California Republican gubernatorial candidate Tom McClintock, who trails only Arnold Schwarzenegger and Lt. Gov. Cruz Bustamante in opinion polls, is barred from publishing a position statement in the voter’s guide for the Oct. 7 recall election because of a selection he inadvertently made when he filled out his entry form.
McClintock, who insists he amended the form and refiled prior to the deadline, claims the state is denying his First Amendment rights.
Sen. Tom McClintock
Late yesterday, however, he lost an appeal before the state Supreme Court, meaning it is possible California voters who rely on the voter pamphlet will know more about the positions of candidates such as actor Gary Coleman and Larry Flynt, “the smut peddler who cares” – than the veteran state senator.
McClintock’s lawyer, Richard Ackerman, believes Secretary of State Kevin Shelley, a Democrat who opposes the recall of Gov. Gray Davis, is taking advantage of the opportunity to put a wrench in the senator’s campaign.
“He is in a perfect position to know McClintock is a threat to Davis,” Ackerman told WorldNetDaily. “If I were to misuse the system, the best way would be to preclude my competition from speaking to the voters.”
Shelley’s office did not return a call from WorldNetDaily asking for a response.
McClintock’s chief strategist John Stoos declined to pin the blame on the secretary of state’s office. He told WND the problem is California’s Fair Political Practices Commission – an independent panel that regulates campaign financing and spending – sticking by its guns on a technicality “because they are bureaucrats first and public servants second.”
The senator’s setback began when he filed a form required to enter the race and checked a box indicating he would not abide by a voluntary fundraising cap of $6 million, established by voters through Proposition 34 three years ago.
He did not realize that by checking “I do not accept the voluntary expenditure ceiling” the proposition’s rules barred him from filing a candidate statement in the voter’s guide. The apparent rationale, says Ackerman, is that candidates who are able to raise larger amounts can afford other media to communicate with voters.
Article 6 of the proposition says: “The Secretary of State and local election officers shall designate in the ballot pamphlet those candidates for elective state office who have voluntarily agreed to expenditure limitations … .”
When McClintock discovered the consequences of his choice, he amended his form and refiled it one day before the Aug. 9 deadline.

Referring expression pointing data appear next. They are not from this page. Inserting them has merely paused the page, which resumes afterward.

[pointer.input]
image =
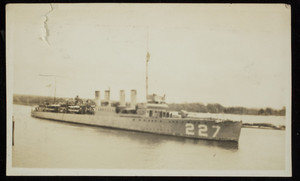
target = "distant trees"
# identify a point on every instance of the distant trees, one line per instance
(190, 107)
(218, 108)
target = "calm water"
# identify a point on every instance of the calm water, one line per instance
(50, 144)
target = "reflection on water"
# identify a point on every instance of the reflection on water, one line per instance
(41, 143)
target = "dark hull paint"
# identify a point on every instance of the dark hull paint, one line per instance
(209, 129)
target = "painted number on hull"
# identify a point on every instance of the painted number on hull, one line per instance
(189, 129)
(217, 130)
(202, 130)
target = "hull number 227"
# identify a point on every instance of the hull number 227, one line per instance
(202, 130)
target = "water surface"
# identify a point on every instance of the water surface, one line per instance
(41, 143)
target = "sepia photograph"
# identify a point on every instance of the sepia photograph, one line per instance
(122, 89)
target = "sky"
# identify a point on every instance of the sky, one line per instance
(232, 54)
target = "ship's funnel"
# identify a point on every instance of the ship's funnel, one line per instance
(122, 98)
(97, 98)
(133, 99)
(107, 97)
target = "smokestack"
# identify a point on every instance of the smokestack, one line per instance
(122, 98)
(107, 97)
(97, 98)
(133, 99)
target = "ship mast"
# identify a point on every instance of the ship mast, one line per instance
(55, 76)
(147, 60)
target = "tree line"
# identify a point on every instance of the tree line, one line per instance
(218, 108)
(190, 107)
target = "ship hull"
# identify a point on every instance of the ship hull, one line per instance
(209, 129)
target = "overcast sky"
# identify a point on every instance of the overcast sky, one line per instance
(235, 55)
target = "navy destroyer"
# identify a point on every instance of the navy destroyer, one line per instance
(152, 116)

But the secretary of state’s office refused to accept it, contending the rules prohibit amendments, although this is not indicated anywhere on the form.
But McClintock insists this technicality is superseded by his First Amendment right to communicate his platform to the voters.
“Here you have a candidate willing to take what they say they want – which is the spending cap – and they are saying you can’t do it because he didn’t fill out his form right,” Stoos said.
The strategist explained McClintock’s argument is the state must make reasonable accommodations, “especially when dealing with First Amendment speech.”
Ackerman made that point in Sacramento County’s superior court Tuesday, but Judge Gail Ohanesian, after initially indicating favor toward McClintock’s position, ruled against him.
The 3rd District Court of Appeals ruled Thursday McClintock had the right to amend his form, but it did not see evidence the document was turned in on time. Due to a mixup, the court did not receive a faxed copy of McClintock’s form, which shows he submitted it to the secretary of state’s office before the deadline.
When McClintock’s team turned in the evidence to the superior court, the court refused to accept it, for reasons unknown to Ackerman and Stoos.
The voter’s pamphlet goes to the printer tomorrow.
Meanwhile, a recent Los Angeles Times poll showed McClintock gaining ground in the past few weeks, with 12 percent, behind Schwarzenegger’s 22 percent and Bustamante’s 35 percent.
His campaign launched a series of television and radio ads across California this week, touting his plan to tackle the $38 billion budget shortfall.
In the statement submitted for publication in the voter’s guide, which is limited to 250 words, McClintock says, “In the first hour of my administration, I will rescind Davis’ tripling of the car tax, act to void Davis’ $42 billion of overpriced electricity contracts and call a special session of the legislature to overhaul our failing workers’ compensation system.”